It uses a gas-filled tube with a high-voltage central cable to collect ionization caused by incident radiation. It can detect alpha, beta, and gamma radiation, although it cannot distinguish between them. A nuclear radiation detector is a device that measures radiation levels for early warning and general monitoring systems in REM. The display shows both the current level in REM and the total exposure in REM hours.
In the absence of armor, ordinary nuclear weapons containing quantities in kilograms of ordinary weapons-grade plutonium or uranium 238 (6 percent plutonium-240) can be detected by neutron or gamma counters at a distance of tens of meters. There are many different ways to detect a nuclear detonation, including seismic, hydroacoustic and infrasound detection, air sampling, and satellites.

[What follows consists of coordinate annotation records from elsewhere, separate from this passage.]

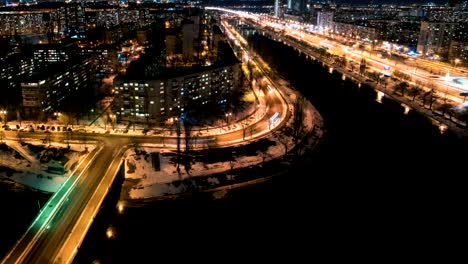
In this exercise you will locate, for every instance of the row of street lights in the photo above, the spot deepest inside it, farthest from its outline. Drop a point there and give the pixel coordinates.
(4, 115)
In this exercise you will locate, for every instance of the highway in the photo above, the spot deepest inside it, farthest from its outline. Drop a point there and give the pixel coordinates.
(449, 81)
(57, 232)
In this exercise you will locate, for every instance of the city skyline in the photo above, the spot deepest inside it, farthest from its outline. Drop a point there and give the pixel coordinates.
(123, 124)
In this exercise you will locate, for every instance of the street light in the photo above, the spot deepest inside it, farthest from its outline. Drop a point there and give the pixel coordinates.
(4, 112)
(227, 117)
(57, 115)
(456, 61)
(113, 117)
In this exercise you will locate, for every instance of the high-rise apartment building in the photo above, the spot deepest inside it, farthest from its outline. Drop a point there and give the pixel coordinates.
(435, 38)
(324, 20)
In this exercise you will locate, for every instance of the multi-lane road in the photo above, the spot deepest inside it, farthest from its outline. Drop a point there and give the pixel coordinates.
(58, 230)
(447, 79)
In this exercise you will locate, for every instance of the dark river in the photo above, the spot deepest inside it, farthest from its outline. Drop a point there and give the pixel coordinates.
(377, 174)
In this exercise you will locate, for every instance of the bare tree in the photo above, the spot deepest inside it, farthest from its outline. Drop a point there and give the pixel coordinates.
(298, 118)
(414, 91)
(188, 146)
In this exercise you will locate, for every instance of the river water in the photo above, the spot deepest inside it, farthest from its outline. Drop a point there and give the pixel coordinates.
(376, 173)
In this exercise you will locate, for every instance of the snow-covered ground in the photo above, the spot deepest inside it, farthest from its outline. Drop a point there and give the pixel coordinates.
(152, 183)
(21, 162)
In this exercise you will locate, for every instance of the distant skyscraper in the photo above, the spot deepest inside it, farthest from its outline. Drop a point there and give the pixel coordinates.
(188, 36)
(435, 38)
(324, 20)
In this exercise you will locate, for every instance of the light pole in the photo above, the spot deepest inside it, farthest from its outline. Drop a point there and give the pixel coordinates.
(113, 117)
(4, 112)
(57, 116)
(227, 117)
(455, 62)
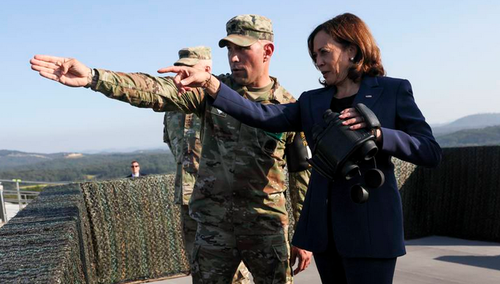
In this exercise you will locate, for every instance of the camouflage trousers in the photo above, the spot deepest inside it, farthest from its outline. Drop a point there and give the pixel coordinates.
(242, 275)
(217, 254)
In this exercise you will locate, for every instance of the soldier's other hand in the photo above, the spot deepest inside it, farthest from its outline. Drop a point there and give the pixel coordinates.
(304, 258)
(67, 71)
(187, 77)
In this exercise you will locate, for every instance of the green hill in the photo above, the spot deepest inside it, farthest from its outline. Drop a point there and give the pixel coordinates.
(474, 121)
(80, 167)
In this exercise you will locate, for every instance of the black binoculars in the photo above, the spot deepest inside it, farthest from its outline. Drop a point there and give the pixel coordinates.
(338, 151)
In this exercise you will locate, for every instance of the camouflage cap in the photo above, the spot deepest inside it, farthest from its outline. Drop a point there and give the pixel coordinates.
(192, 55)
(245, 30)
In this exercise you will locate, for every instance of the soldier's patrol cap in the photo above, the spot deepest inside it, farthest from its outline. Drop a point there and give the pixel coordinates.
(192, 55)
(245, 30)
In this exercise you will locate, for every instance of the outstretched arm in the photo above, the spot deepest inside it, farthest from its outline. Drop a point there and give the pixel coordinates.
(137, 89)
(67, 71)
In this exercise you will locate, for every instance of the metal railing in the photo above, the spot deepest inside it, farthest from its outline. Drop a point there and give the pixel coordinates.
(21, 197)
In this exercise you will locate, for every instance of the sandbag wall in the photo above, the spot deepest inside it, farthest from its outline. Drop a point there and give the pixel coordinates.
(459, 199)
(97, 232)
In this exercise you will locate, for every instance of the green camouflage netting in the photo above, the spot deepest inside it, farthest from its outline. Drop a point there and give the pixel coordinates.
(129, 229)
(97, 232)
(136, 229)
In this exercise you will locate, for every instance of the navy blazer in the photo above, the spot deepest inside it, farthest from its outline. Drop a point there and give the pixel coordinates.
(372, 229)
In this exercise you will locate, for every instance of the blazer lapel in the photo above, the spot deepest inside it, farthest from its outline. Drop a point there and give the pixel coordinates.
(319, 103)
(369, 91)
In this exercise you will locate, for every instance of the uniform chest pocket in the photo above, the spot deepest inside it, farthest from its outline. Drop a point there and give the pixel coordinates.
(269, 141)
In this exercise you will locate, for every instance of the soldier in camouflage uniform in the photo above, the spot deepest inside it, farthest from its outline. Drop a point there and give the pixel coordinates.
(182, 134)
(238, 199)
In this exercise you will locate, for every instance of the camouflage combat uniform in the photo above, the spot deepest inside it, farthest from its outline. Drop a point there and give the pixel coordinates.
(238, 200)
(182, 134)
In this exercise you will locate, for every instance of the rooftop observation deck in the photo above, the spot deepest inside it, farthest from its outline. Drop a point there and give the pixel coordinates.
(452, 227)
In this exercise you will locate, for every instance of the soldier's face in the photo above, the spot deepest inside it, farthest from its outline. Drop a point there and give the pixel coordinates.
(247, 63)
(135, 168)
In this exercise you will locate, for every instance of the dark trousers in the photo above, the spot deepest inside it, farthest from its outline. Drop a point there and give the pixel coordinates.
(334, 269)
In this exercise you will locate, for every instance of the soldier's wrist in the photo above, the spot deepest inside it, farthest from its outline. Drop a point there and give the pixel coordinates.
(92, 78)
(211, 85)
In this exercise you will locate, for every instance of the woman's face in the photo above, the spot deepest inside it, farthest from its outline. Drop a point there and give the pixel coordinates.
(331, 59)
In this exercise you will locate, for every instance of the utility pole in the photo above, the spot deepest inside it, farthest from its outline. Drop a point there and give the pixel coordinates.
(17, 181)
(3, 210)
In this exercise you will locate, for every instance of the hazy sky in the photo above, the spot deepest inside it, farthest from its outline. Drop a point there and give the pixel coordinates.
(449, 50)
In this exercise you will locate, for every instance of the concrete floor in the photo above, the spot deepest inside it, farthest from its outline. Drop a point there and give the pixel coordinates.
(429, 260)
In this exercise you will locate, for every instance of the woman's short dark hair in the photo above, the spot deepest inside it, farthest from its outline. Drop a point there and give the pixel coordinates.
(348, 29)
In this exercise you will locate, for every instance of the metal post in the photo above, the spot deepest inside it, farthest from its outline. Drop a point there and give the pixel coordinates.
(3, 210)
(18, 193)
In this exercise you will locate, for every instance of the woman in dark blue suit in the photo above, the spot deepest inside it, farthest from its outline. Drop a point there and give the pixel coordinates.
(352, 243)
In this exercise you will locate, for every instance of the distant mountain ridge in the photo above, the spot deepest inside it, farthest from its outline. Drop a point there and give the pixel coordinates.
(475, 121)
(80, 167)
(471, 137)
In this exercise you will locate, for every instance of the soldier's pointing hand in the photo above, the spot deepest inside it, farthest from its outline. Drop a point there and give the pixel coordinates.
(67, 71)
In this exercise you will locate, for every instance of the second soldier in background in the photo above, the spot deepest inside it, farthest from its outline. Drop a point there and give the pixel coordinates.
(182, 134)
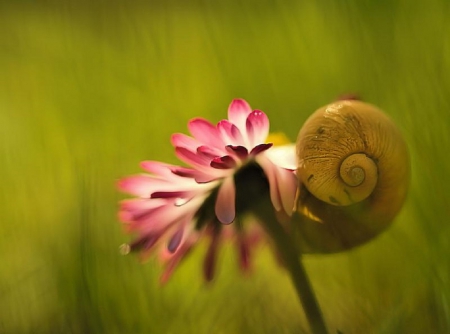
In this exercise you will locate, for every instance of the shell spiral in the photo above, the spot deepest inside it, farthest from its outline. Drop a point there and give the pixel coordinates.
(353, 172)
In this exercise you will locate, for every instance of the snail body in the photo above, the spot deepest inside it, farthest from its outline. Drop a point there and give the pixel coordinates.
(353, 174)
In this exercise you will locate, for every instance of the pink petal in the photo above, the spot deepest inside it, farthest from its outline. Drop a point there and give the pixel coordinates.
(175, 240)
(257, 125)
(209, 152)
(198, 176)
(191, 158)
(225, 162)
(260, 148)
(230, 133)
(225, 202)
(205, 132)
(237, 113)
(240, 151)
(171, 194)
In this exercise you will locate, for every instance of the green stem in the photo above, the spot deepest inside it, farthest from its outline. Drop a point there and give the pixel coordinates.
(253, 194)
(292, 261)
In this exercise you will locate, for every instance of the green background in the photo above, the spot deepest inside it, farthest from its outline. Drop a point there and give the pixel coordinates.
(89, 89)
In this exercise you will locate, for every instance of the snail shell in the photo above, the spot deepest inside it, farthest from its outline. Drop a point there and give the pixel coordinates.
(353, 173)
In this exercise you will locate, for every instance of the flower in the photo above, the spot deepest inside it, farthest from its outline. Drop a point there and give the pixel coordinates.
(176, 205)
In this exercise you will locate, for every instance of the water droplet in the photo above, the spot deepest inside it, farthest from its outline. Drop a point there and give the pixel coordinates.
(124, 249)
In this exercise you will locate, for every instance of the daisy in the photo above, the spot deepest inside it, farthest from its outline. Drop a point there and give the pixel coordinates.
(228, 166)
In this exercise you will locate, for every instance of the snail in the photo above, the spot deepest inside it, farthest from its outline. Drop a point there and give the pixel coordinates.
(353, 175)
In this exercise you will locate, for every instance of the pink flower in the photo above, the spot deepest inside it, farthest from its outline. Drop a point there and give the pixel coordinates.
(176, 205)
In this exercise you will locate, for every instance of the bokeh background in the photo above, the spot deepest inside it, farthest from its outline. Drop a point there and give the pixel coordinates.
(90, 88)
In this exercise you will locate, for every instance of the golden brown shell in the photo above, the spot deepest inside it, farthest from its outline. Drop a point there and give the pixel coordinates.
(353, 172)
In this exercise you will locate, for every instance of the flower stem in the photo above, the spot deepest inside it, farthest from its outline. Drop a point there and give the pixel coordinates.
(292, 260)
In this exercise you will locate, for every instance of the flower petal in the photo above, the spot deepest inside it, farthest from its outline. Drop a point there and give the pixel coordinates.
(175, 240)
(191, 158)
(240, 151)
(257, 125)
(260, 148)
(238, 112)
(225, 207)
(225, 162)
(230, 133)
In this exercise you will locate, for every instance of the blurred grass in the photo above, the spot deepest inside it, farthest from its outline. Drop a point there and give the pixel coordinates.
(89, 89)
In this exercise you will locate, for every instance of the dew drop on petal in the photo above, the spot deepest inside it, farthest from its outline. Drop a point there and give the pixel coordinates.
(124, 249)
(175, 241)
(181, 201)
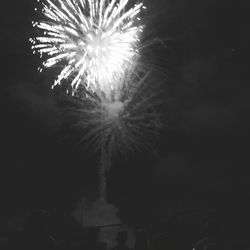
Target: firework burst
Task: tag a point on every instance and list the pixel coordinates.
(126, 125)
(95, 42)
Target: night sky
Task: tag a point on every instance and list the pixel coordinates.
(201, 161)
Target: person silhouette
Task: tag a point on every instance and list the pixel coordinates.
(92, 240)
(121, 238)
(141, 242)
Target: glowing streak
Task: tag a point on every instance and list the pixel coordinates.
(102, 36)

Since the first nuclear test explosion on July 16, 1945, at least eight nations have detonated 2,056 nuclear test explosions at dozens of test sites, including Lop Nor in China, the Pacific Atolls, Nevada, Algeria, where France carried out its first nuclear device, Western Australia, where the United Kingdom, K. Exploited nuclear weapons, the South Atlantic, Semipalatinsk in Kazakhstan, throughout Russia and elsewhere.
The effects of an underground nuclear test can vary depending on factors such as the depth and performance of the explosion, as well as the nature of the surrounding rock. If the test is carried out at a sufficient depth, the test is said to be contained, without venting gases or other contaminants to the environment.
A major environmental concern related to nuclear energy is the creation of radioactive waste such as tailings from uranium mills, spent (used) reactor fuel, and others. At high doses, ionizing radiation can cause immediate harm to a person's body, including, at very high doses, radiation sickness and death.